Linç girişimine maruz kalan Serteller, bu saldırıdan da sorumlu tutulur! 3 ay tutuklu kaldıktan sonra beraat ederler. Ancak 1951’de ülkeyi terketmek zorunda kalırlar.
Sabiha Sertel sürgün yıllarını Paris, Viyana, Budapeşte, Moskova ve Bakü’de geçirir. Bu dönemde Türkiye Komünist Partisi’nin yurtdışı faaliyetlerinde önemli görevler üstlenir. Son yıllarında Türkiye’ye dönme talebi reddedilir. 1968’de Bakü’de vefat eder.
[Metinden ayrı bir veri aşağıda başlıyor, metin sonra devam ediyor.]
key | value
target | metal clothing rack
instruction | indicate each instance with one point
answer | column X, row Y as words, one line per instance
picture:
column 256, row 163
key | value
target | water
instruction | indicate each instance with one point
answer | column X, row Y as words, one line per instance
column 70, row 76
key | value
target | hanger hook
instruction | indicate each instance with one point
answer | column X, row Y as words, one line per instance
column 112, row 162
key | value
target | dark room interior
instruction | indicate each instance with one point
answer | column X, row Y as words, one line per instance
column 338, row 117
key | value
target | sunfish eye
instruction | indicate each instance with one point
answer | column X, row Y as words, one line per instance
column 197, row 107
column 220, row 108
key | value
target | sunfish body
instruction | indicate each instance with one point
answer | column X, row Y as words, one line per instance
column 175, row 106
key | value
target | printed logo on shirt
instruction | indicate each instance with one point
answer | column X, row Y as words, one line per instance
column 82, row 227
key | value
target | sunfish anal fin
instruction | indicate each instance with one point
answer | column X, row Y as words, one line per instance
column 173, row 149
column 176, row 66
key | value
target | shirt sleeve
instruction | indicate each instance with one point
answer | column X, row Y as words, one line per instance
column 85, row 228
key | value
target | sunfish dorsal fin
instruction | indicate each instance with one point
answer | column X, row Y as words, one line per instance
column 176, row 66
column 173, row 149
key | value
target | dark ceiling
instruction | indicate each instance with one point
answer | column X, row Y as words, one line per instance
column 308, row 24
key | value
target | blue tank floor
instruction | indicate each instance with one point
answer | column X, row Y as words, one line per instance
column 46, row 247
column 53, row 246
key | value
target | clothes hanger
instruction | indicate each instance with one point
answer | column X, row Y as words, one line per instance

1951’de, bir daha dönemeyeceği ülkesinden giderken:
“Uçak havalandı. Yuvarlak pencereden İstanbul’u seyrediyorum… Aşağıda Yeşilköy, cami minareleri, evleri, birer birer benden uzaklaşıyor. Yeşil ağaçların tepelerini görüyorum. Bulutların arasına giriyorum. Artık hiçbir şey görünmüyor. Başımı uçağın koltuğuna dayadım. Gözlerimi kapattım. Savaş dolu bir hayatı arkamda bırakıyordum. Uğruna bu kadar fedakarlık yaptığım halkımın, en güç günlerinde onların davasını savunmak hürriyetinden yoksundum. İçim sızladı. Gözlerimden akan yaşların sıcaklığını dudaklarımda duydum”.